A graduate of the Loyola Marymount University School of Law, Kevin comes to Lowthorp Richards from the law offices of Benton, Orr, Duval, and Buckingham in Ventura. McCormick’s wide-ranging areas of expertise include government liability litigation, copyright and unfair trade practices, civil rights litigation, inverse condemnation litigation, and construction defect litigation.
A highly experienced attorney, Kevin also practices employment law, Habeas Corpus law, criminal law, constitutional law, family law, and probate. He has been peer reviewed by Martindale Hubbell, certifying that his practice meets exemplary legal and ethical standards.
Beyond his work as a litigator, McCormick has tried cases to a jury verdict at both the state and federal levels. He’s also argued appeals cases before the California Court of Appeal and the Ninth Circuit Court of Appeals, and has approximately twelve published decisions at both the state and federal levels.

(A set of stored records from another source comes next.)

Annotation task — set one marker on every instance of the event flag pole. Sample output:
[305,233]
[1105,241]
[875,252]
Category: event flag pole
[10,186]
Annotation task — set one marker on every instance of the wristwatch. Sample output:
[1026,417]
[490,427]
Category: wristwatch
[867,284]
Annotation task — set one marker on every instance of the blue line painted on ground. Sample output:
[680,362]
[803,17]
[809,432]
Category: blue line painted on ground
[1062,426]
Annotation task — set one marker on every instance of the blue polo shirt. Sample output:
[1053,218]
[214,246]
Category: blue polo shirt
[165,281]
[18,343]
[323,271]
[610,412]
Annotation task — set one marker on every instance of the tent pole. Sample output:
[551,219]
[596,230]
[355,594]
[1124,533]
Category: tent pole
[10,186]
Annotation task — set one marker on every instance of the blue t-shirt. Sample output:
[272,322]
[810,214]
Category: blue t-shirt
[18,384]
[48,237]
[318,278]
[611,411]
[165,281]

Kevin enjoys using his legal knowledge to give back to the community. He frequently serves as Judge Pro Tem and settlement officer for the Ventura County Superior Court, and has so for over twenty years. He regularly acts as a volunteer scoring the Ventura mock trial competition, and is a panel member of the Ventura County Lawyer Referral service. He is proud to be the fourth generation of California lawyers in his family. His great-granduncle Paul J. McCormick was a federal district court judge in Los Angeles.
In his spare time, Kevin serves as a referee for the American Youth Soccer Organization (AYSO), and is a member of the California State Railroad Museum in Sacramento where he helps support the preservation of historic locomotives and railroad depots. He also practices the martial art of Kendo (Japanese fencing) for which he has obtained the rank of San Dan (third-degree black belt).